The premise of this this book was totally new and refreshing to me. The closest parallel I can make is to the Netflix show “Only Murders in the Building.” It’s kind of a loose parallel though. Anyway, we get pulled in immediately as Elizabeth, an octogenarian asks her friend Joyce, a former nurse how long it would take for a woman to bleed out after a stabbing. The nonchalant way she asks her though sets the tone for the book.
We eventually meet the Thursday Murder Club, so aptly named because on Thursdays, they meet in the “jigsaw puzzle room” at their senior apartment complex to talk about unsolved murders. Holy crap I love these people. They’re each fully fleshed out characters with their own motives, interests, and personality quirks.

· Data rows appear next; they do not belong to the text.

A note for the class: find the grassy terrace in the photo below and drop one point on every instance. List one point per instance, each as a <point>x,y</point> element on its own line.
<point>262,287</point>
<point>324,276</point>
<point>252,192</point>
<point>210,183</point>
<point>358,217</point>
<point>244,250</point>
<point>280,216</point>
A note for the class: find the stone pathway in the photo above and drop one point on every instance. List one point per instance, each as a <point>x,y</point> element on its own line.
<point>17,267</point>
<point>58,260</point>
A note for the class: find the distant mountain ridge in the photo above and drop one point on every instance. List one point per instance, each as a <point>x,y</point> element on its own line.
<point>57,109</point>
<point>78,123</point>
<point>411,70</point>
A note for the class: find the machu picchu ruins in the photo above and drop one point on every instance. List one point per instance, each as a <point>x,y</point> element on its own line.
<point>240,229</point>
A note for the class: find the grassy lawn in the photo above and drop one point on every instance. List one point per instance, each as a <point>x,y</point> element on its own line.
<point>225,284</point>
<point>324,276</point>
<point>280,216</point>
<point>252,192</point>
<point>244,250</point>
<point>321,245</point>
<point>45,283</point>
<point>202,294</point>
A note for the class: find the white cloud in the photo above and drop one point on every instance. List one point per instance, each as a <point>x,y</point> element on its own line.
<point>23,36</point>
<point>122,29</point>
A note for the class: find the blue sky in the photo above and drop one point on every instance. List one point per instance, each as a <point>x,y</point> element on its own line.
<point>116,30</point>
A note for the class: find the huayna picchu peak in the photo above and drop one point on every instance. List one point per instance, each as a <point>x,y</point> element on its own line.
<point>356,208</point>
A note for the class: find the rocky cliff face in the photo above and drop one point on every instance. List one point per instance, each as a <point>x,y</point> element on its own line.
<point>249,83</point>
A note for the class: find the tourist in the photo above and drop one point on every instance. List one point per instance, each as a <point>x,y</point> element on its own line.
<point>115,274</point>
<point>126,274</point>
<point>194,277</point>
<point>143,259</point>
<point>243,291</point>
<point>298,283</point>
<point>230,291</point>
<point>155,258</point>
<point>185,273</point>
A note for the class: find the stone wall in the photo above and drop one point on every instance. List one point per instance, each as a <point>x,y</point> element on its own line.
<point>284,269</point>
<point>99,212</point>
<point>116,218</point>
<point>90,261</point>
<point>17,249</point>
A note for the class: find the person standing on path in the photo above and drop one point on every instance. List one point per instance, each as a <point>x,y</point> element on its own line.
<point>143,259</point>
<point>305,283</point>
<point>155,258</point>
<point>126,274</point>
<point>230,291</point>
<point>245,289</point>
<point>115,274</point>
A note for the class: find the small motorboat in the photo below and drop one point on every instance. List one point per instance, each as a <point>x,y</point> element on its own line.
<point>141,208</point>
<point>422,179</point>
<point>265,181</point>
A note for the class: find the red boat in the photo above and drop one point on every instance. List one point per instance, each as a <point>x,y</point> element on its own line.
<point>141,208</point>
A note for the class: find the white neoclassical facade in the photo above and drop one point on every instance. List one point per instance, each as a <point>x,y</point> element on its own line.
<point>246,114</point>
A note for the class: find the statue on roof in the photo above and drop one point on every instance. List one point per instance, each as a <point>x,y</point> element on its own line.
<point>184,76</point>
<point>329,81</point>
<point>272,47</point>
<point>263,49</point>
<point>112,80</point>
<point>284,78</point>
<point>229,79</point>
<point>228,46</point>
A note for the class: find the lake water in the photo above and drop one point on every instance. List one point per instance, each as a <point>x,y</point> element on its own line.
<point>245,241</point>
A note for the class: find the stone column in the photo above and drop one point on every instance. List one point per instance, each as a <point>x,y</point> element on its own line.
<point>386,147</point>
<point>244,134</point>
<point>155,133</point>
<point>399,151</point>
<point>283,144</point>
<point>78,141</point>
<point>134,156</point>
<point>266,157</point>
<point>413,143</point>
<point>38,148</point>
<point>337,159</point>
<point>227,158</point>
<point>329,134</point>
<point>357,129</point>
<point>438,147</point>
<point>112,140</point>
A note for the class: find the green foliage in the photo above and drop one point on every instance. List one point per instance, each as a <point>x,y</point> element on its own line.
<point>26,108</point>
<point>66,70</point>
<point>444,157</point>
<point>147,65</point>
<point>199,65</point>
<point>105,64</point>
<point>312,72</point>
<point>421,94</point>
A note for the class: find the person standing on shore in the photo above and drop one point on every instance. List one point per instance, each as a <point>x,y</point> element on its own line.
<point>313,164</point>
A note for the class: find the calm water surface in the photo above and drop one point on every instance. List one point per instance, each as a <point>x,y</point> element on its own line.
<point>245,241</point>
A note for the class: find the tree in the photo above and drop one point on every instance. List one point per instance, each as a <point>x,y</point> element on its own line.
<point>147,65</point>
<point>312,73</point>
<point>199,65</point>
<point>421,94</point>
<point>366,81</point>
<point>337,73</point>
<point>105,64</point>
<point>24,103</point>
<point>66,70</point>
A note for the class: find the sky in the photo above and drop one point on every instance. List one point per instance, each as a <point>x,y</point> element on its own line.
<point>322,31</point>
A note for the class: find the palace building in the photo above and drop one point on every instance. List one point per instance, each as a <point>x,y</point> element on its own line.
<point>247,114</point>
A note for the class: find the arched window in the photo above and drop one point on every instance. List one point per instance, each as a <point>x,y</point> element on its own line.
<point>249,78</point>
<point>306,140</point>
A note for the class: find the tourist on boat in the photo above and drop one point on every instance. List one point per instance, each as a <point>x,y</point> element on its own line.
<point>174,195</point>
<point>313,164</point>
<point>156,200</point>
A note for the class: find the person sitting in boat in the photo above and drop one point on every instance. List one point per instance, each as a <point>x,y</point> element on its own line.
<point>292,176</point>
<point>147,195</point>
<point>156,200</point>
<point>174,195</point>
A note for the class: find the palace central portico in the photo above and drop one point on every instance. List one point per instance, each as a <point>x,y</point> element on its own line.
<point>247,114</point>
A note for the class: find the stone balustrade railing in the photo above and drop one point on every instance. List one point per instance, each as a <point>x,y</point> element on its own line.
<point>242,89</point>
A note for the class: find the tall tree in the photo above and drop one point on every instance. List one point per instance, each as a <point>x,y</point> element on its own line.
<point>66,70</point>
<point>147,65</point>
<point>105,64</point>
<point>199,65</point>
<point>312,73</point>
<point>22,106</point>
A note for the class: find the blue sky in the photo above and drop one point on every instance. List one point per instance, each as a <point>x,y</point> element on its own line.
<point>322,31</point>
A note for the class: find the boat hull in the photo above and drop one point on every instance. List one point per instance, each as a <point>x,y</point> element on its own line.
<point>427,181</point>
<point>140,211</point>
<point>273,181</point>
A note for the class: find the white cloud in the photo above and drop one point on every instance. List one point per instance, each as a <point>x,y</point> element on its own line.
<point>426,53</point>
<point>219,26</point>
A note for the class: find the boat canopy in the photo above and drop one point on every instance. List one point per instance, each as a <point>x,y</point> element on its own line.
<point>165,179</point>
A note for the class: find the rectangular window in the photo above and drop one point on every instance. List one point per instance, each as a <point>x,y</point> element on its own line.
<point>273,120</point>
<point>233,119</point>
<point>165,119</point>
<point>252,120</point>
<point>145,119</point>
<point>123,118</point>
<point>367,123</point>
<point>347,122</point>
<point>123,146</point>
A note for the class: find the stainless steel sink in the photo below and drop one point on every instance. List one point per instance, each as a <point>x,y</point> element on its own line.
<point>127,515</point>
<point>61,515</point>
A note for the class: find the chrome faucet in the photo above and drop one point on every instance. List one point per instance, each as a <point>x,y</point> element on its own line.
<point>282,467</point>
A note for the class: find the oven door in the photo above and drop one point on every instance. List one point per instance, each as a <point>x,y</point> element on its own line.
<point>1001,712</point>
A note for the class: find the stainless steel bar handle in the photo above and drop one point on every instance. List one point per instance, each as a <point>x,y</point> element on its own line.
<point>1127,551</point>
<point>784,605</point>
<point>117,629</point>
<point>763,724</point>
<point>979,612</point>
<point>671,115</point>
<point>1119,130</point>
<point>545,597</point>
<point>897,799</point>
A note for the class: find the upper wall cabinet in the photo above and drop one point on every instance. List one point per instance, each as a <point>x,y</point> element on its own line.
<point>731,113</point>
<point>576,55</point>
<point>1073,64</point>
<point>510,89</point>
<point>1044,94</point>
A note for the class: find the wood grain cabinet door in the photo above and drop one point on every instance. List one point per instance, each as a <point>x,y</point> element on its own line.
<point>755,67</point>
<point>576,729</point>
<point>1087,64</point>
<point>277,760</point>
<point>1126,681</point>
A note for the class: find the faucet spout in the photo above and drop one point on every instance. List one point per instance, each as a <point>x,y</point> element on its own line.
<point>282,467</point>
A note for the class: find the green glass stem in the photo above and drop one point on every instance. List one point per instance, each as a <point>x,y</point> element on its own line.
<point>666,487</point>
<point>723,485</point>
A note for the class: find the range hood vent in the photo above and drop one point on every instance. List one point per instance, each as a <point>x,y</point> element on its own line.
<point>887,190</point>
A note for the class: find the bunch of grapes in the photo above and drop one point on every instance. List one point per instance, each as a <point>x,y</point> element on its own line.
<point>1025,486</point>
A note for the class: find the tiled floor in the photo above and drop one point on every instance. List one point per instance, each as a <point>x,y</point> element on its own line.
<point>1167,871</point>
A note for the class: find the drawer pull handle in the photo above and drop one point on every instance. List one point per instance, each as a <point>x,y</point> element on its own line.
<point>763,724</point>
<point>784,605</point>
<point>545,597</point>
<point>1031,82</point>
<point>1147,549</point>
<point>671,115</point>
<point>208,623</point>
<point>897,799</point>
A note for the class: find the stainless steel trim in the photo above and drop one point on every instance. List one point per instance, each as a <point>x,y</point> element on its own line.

First are the four club members, who are all pushing eighty… Elizabeth is a former spy with a husband who’s starting the slippery slope into dementia. She’s terrified of losing him. She also has a friend in the senior nursing home nearby. She was a former member of the Thursday Murder Club, and a former cop. She’s in a coma (basically) for the entire book, but she even has a fleshed-out personality! Joyce is a boy-crazy (old man crazy?), kind-hearted baker with a secret stiff spine that comes out sometimes when she needs to be tough. Ron is a former union rabble-rouser with a boxer son. He’s a little prickly, but still loveable. Ibrahim is a former psychologist and is always thinking. He can kind of get into the motives of people because of all his experience.
Then there’s the cops – Donna and Chris. I love them both too, and we see them grow throughout the book. I love how the four seniors have everyone (especially these two) wrapped around their fingers. They get so much information from the cops that they’re super not supposed to have.
This is one of those books that shifts characters every few chapters. Normally that annoys me, because just as you’re getting into something, they switch. I’ve literally never read a book where I wasn’t annoyed that we were switching characters. This annoyance did not happen once in this book. I wanted to know what EVERYONE was doing at every moment. When we moved onto another character, even if it was a cliffhanger from the previous one, I was elated. I can’t recommend this book enough, please read it!